Delta does not own the MAX, which was flown in the United States by its rivals Southwest Airlines Co, American Airlines Group Inc and United Airlines until a global grounding last month following an Ethiopian Airlines crash on March 10. That came five months after a similar crash involving Indonesia’s Lion Air. All on board both were killed.
The global 737 MAX suspension came as Boeing was moving toward the decision of a decade: whether to launch an all-new jet program with a niche midsized airplane, known so far as the NMA.
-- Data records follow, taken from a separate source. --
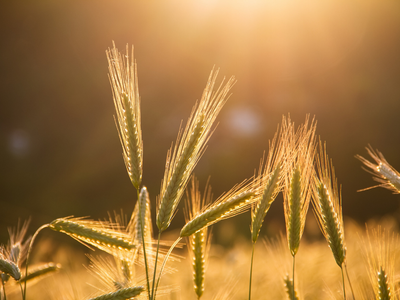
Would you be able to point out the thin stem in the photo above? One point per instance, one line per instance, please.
(251, 269)
(164, 262)
(27, 256)
(4, 289)
(348, 278)
(344, 289)
(155, 266)
(144, 248)
(293, 277)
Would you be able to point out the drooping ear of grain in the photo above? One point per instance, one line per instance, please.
(327, 205)
(10, 268)
(221, 210)
(188, 149)
(387, 176)
(383, 286)
(95, 234)
(297, 190)
(122, 294)
(179, 177)
(124, 84)
(41, 271)
(292, 295)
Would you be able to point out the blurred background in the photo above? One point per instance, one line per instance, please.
(59, 150)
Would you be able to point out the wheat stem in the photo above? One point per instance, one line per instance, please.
(291, 292)
(153, 297)
(29, 252)
(251, 269)
(122, 294)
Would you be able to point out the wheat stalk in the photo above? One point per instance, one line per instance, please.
(291, 293)
(122, 294)
(40, 271)
(95, 233)
(380, 255)
(328, 207)
(236, 201)
(383, 172)
(297, 189)
(9, 268)
(188, 149)
(199, 242)
(123, 78)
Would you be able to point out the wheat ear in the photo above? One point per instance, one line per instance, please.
(291, 293)
(199, 242)
(188, 149)
(380, 256)
(9, 268)
(41, 271)
(95, 233)
(122, 294)
(123, 78)
(297, 190)
(383, 172)
(328, 207)
(236, 201)
(270, 180)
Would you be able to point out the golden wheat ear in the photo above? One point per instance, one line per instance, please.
(237, 200)
(300, 147)
(124, 84)
(188, 149)
(380, 252)
(328, 207)
(122, 294)
(199, 242)
(95, 233)
(387, 176)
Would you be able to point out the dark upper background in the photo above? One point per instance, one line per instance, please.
(59, 150)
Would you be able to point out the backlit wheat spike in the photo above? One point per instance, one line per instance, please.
(9, 268)
(236, 201)
(188, 149)
(383, 172)
(328, 207)
(95, 233)
(122, 294)
(142, 215)
(270, 180)
(300, 149)
(124, 84)
(199, 242)
(41, 271)
(380, 255)
(292, 295)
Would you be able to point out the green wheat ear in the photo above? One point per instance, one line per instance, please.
(380, 253)
(297, 190)
(188, 149)
(387, 176)
(199, 242)
(124, 84)
(328, 207)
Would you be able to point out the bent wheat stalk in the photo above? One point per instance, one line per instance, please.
(233, 203)
(383, 172)
(122, 294)
(297, 190)
(328, 209)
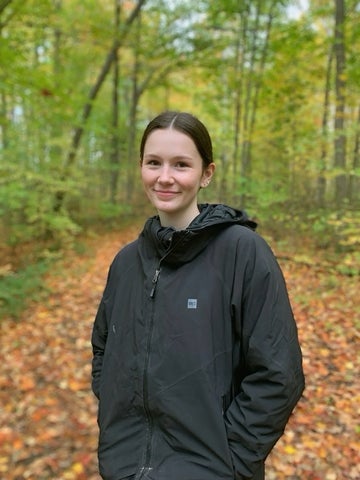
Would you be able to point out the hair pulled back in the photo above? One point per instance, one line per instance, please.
(186, 123)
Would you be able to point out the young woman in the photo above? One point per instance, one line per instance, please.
(197, 364)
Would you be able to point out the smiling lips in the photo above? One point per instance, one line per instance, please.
(165, 193)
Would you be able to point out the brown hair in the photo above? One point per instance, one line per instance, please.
(186, 123)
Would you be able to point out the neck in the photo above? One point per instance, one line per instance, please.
(179, 222)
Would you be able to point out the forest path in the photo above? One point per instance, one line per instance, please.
(48, 424)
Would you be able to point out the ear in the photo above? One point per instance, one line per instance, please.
(207, 175)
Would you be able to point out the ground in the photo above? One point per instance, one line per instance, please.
(48, 424)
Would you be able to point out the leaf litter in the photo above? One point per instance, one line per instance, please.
(48, 426)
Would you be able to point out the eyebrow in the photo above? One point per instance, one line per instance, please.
(177, 157)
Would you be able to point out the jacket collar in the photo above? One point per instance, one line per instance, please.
(176, 247)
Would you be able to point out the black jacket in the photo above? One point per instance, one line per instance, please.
(196, 363)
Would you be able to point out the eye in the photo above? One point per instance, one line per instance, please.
(181, 164)
(152, 162)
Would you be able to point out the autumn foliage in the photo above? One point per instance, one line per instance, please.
(48, 424)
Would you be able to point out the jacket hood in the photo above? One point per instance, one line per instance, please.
(176, 247)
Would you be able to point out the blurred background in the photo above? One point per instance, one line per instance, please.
(277, 83)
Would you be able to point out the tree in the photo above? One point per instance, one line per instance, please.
(340, 86)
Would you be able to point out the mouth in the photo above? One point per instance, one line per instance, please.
(165, 193)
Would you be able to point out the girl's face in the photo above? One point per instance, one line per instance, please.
(172, 172)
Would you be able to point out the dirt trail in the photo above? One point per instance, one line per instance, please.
(48, 414)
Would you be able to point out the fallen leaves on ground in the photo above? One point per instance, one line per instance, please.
(48, 424)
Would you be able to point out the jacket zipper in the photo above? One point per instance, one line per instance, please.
(150, 426)
(154, 281)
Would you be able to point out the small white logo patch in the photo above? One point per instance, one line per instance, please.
(192, 302)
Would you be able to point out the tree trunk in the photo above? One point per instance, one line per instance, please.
(115, 138)
(79, 130)
(354, 180)
(321, 181)
(340, 85)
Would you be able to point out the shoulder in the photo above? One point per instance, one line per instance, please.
(126, 252)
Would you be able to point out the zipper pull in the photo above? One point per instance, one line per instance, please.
(154, 281)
Boeing’s proposal was aimed at addressing the so-called middle of the jet market, between traditional narrowbody jets with one aisle like the 737 and long-distance widebody planes like the 787.
Speaking at an aviation conference in Atlanta, Bastian said Delta was “very interested” in Boeing’s proposed new midsized airplane, though he said the world’s largest planemaker was focusing first on dealing with the crisis surrounding the MAX.
Bastian has said that Delta was looking to replace some 200 Boeing 757 and 767 aircraft over the next decade as it seeks to grow internationally.
He declined to comment on Tuesday on whether Delta would invest in Italy’s flag carrier Alitalia. The Italian government has been seeking a buyer to save the airline, which was put under special administration in 2017 after a series of failed rescue plans.
Atlanta-based Delta is due to publish first-quarter results on Wednesday.
Its shares have surged about 10 percent since the No. 2 U.S. airline raised its first-quarter profit estimate earlier this month on the back of strong business travel demand.